Using robotic technology to improve outcomes in myasthenia gravis and thymoma

December 28, 2011 Brian E. Louie, MD

One of the more challenging aspects of being a surgeon is to understand how new technologies can benefit your patients and how those technologies might become part of your practice. If you’ve watched Grey’s Anatomy, read Time magazine or the Wall Street Journal or surfed the web recently, you’ll be aware of the da Vinci surgical robot. The robot has allowed many different surgical specialties to operate in confined areas of the body with tiny instruments placed through equally small incisions thereby avoiding a larger incision. In thoracic surgery, one of the confined spaces is an area in front of the heart where a gland called the thymus resides.

Most people don’t even realize they have a thymus nor do they know it’s responsible for the development of immunity. However, for a small number of patients the thymus can be source of disease either by generating a tumor called a thymoma or by producing antibodies that block transmission of nerve impulses making the patient fatigue or weaken very quickly which is called myasthenia gravis (MG). Removing the thymus gland (thymectomy) is an important part of the treatment in both diseases.

Traditionally, thymectomy is accomplished by dividing the breast bone (called a sternotomy), which requires a 4-5 day stay in the hospital, pain while the bone healed, a long scar at the front of the chest and 4-6 weeks of recovery. For patients with MG, the recovery can be even more challenging because of the continued weakness created by the disease. In 2008, we began to think about how to lessen the impact of thymectomy on our patients with MG and speed up their recovery. We began to draw on our experience using camera or minimally invasive surgery (called VATS) to remove portions of the lung and apply those same techniques to thymectomy. In the end, VATS thymectomy required 3 or 4 small incisions on each side of the chest and occasionally a small incision at the base of the neck. Fortunately, when we compared these patients with traditional sternotomy their hospital stay was shorter and their recovery much faster.

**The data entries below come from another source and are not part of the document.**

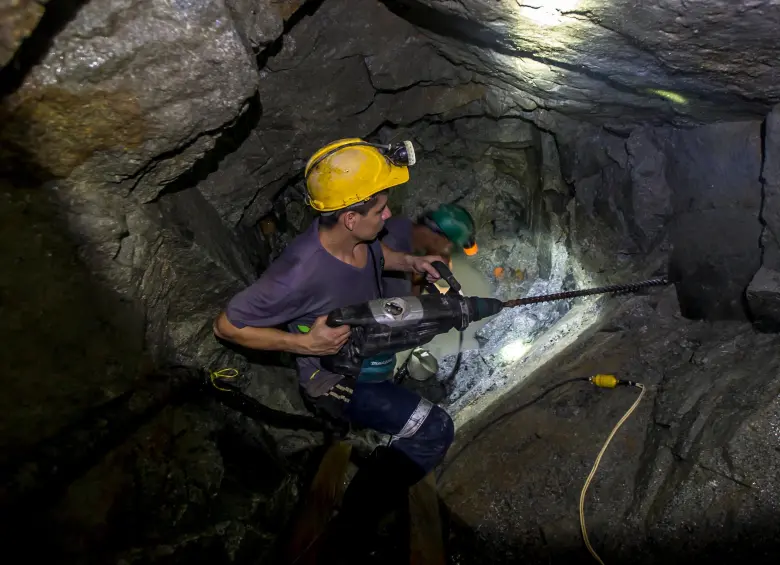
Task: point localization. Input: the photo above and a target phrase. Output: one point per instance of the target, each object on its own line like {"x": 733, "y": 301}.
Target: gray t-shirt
{"x": 303, "y": 283}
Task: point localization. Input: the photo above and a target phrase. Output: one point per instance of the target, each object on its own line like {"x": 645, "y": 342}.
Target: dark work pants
{"x": 420, "y": 430}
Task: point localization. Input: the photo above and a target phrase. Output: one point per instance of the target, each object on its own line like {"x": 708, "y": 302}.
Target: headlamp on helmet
{"x": 350, "y": 171}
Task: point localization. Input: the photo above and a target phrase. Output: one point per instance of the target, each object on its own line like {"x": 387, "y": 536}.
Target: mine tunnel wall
{"x": 176, "y": 185}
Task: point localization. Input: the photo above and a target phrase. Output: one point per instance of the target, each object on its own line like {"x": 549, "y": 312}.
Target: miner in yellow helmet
{"x": 339, "y": 261}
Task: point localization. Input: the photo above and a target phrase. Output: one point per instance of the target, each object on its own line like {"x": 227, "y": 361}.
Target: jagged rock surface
{"x": 691, "y": 475}
{"x": 699, "y": 61}
{"x": 176, "y": 134}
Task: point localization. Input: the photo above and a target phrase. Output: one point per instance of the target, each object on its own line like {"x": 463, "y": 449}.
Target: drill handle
{"x": 447, "y": 275}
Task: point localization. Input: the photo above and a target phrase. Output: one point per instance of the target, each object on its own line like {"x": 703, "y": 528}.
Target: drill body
{"x": 390, "y": 325}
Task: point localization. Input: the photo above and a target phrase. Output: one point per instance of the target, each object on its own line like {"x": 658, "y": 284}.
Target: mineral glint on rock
{"x": 153, "y": 157}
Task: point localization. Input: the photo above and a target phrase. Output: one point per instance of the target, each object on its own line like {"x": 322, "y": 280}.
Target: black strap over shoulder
{"x": 379, "y": 266}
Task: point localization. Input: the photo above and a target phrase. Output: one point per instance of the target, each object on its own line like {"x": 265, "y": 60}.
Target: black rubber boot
{"x": 380, "y": 486}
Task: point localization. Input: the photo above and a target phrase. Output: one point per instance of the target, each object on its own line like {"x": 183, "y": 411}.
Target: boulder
{"x": 714, "y": 172}
{"x": 763, "y": 296}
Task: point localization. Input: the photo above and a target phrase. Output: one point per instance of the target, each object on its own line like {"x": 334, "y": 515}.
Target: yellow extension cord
{"x": 604, "y": 381}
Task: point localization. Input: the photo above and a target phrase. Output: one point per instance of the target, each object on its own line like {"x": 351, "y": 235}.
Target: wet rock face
{"x": 698, "y": 60}
{"x": 174, "y": 135}
{"x": 700, "y": 450}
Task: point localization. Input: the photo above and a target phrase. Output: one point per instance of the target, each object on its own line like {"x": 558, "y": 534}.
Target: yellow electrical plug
{"x": 605, "y": 381}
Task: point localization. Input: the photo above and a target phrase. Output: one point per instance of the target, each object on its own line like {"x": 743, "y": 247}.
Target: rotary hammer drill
{"x": 391, "y": 325}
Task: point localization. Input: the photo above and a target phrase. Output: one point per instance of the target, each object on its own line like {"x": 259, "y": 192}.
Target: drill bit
{"x": 614, "y": 288}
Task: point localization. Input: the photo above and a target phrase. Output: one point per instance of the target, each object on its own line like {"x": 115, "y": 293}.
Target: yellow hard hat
{"x": 350, "y": 171}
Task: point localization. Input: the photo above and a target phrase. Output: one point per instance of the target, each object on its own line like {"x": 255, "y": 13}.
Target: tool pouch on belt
{"x": 331, "y": 405}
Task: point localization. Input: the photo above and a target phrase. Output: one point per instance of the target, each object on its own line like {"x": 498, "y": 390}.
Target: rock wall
{"x": 618, "y": 62}
{"x": 172, "y": 136}
{"x": 691, "y": 476}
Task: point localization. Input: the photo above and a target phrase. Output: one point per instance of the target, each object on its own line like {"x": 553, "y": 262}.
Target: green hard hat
{"x": 455, "y": 223}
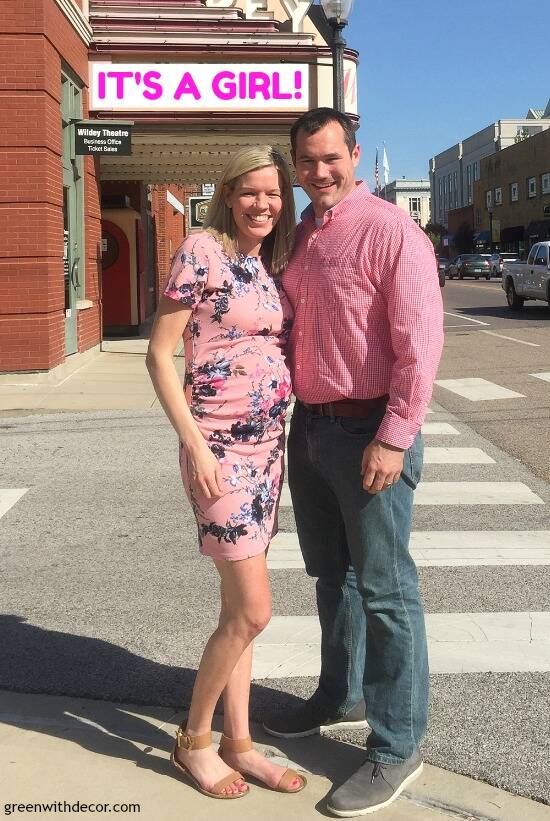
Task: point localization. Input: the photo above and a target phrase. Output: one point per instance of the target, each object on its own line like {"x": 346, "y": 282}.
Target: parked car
{"x": 498, "y": 259}
{"x": 452, "y": 267}
{"x": 528, "y": 280}
{"x": 471, "y": 265}
{"x": 442, "y": 265}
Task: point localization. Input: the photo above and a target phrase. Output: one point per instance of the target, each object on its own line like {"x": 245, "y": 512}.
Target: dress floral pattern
{"x": 238, "y": 389}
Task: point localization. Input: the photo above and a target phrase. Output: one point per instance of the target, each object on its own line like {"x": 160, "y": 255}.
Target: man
{"x": 364, "y": 351}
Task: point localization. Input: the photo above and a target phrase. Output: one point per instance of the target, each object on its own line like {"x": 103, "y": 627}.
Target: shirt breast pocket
{"x": 343, "y": 276}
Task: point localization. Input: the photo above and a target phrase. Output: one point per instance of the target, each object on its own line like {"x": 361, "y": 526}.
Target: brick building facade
{"x": 56, "y": 254}
{"x": 515, "y": 186}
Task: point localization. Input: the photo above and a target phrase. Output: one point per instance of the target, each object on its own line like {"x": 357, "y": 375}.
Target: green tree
{"x": 464, "y": 238}
{"x": 435, "y": 231}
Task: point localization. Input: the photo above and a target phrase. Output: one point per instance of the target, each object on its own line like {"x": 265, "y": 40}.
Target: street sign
{"x": 198, "y": 206}
{"x": 96, "y": 137}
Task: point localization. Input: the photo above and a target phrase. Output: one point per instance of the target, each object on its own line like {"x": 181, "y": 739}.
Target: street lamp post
{"x": 337, "y": 13}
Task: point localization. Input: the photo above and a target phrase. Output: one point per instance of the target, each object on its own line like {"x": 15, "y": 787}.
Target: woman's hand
{"x": 204, "y": 470}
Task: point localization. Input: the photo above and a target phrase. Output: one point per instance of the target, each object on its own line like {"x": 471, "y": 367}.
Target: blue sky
{"x": 432, "y": 73}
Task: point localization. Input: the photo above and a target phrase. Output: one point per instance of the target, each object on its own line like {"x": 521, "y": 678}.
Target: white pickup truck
{"x": 528, "y": 280}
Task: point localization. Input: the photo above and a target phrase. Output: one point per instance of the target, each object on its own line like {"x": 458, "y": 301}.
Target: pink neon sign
{"x": 177, "y": 87}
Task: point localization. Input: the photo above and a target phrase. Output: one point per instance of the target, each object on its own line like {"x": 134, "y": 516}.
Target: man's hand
{"x": 381, "y": 466}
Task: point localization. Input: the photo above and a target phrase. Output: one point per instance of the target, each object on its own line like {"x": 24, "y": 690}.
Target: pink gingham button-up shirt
{"x": 368, "y": 313}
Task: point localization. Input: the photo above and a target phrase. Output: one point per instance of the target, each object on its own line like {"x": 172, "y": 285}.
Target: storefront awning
{"x": 538, "y": 230}
{"x": 513, "y": 234}
{"x": 482, "y": 236}
{"x": 182, "y": 156}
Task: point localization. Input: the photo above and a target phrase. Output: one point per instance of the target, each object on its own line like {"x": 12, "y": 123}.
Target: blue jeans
{"x": 357, "y": 546}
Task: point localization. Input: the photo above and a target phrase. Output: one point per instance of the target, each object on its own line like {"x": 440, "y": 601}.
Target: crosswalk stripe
{"x": 444, "y": 548}
{"x": 439, "y": 429}
{"x": 475, "y": 493}
{"x": 477, "y": 390}
{"x": 456, "y": 456}
{"x": 9, "y": 497}
{"x": 461, "y": 493}
{"x": 457, "y": 642}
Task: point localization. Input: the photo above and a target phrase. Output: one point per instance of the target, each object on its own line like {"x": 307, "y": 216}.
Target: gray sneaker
{"x": 373, "y": 787}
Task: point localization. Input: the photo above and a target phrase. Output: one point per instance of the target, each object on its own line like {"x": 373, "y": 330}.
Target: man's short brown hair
{"x": 316, "y": 119}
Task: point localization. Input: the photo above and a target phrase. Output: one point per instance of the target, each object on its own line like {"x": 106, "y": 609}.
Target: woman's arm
{"x": 170, "y": 322}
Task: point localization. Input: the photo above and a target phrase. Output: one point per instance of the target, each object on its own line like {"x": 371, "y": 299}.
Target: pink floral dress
{"x": 238, "y": 389}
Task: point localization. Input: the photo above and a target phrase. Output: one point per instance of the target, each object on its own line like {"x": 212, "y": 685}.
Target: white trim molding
{"x": 77, "y": 18}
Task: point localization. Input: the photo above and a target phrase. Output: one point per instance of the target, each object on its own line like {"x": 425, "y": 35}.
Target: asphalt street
{"x": 106, "y": 596}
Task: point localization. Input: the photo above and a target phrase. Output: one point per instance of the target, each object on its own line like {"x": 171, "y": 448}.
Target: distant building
{"x": 413, "y": 196}
{"x": 454, "y": 171}
{"x": 512, "y": 197}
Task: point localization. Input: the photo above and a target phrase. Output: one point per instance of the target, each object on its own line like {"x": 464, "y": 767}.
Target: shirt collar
{"x": 349, "y": 201}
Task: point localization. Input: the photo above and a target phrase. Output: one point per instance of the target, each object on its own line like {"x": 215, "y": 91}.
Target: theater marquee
{"x": 205, "y": 87}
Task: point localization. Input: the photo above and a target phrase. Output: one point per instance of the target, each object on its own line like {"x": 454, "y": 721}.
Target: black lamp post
{"x": 337, "y": 13}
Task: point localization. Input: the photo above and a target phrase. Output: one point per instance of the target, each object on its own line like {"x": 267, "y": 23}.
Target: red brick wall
{"x": 34, "y": 37}
{"x": 171, "y": 227}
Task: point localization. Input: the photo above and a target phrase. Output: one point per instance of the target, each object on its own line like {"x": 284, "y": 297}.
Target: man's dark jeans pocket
{"x": 362, "y": 426}
{"x": 413, "y": 461}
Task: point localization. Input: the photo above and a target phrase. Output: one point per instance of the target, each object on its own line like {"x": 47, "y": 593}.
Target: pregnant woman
{"x": 223, "y": 295}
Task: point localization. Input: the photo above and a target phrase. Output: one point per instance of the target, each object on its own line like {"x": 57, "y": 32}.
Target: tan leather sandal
{"x": 200, "y": 742}
{"x": 243, "y": 745}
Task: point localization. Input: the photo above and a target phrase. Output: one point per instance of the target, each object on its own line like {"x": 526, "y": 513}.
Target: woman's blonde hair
{"x": 277, "y": 246}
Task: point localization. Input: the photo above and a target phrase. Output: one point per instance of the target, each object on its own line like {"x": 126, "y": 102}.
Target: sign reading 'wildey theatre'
{"x": 94, "y": 137}
{"x": 204, "y": 87}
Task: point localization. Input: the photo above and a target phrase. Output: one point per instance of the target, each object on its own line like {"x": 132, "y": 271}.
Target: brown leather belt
{"x": 348, "y": 407}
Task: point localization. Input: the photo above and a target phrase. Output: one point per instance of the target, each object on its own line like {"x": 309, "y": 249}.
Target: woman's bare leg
{"x": 246, "y": 609}
{"x": 236, "y": 721}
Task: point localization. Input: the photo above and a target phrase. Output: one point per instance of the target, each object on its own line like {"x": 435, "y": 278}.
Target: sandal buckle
{"x": 184, "y": 740}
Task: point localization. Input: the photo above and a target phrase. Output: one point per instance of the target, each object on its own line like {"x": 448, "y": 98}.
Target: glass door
{"x": 70, "y": 265}
{"x": 73, "y": 211}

Even though we were pleased with the improvements from VATS thymectomy, we continued to seek further improvements to benefit the patients. In 2009, we began to explore robotic thymectomy. The robot gave us 3D vision with magnification and instruments with motion similar to the wrist. This allowed us to see and handle the patient’s tissue with substantially more precision than VATS. Because of this, it allowed us to perform robotic thymectomy through 3 small incisions on the right chest. When we reviewed our results with robotic thymectomy, we were surprised to see that robotic thymectomy has allowed us to shorten the length of stay for most patients to about one day in the hospital. But more surprisingly, there seems to be less pain that even VATS thymectomy.

Although more research is still required to determine if robotic thymectomy will produce the same outcomes as thymectomy via sternotomy, the early outcomes have been clearly better than previous techniques (VATS and sternotomy). New technologies have the potential to improve patient outcomes but need to be carefully studied so that patients will maximally benefit.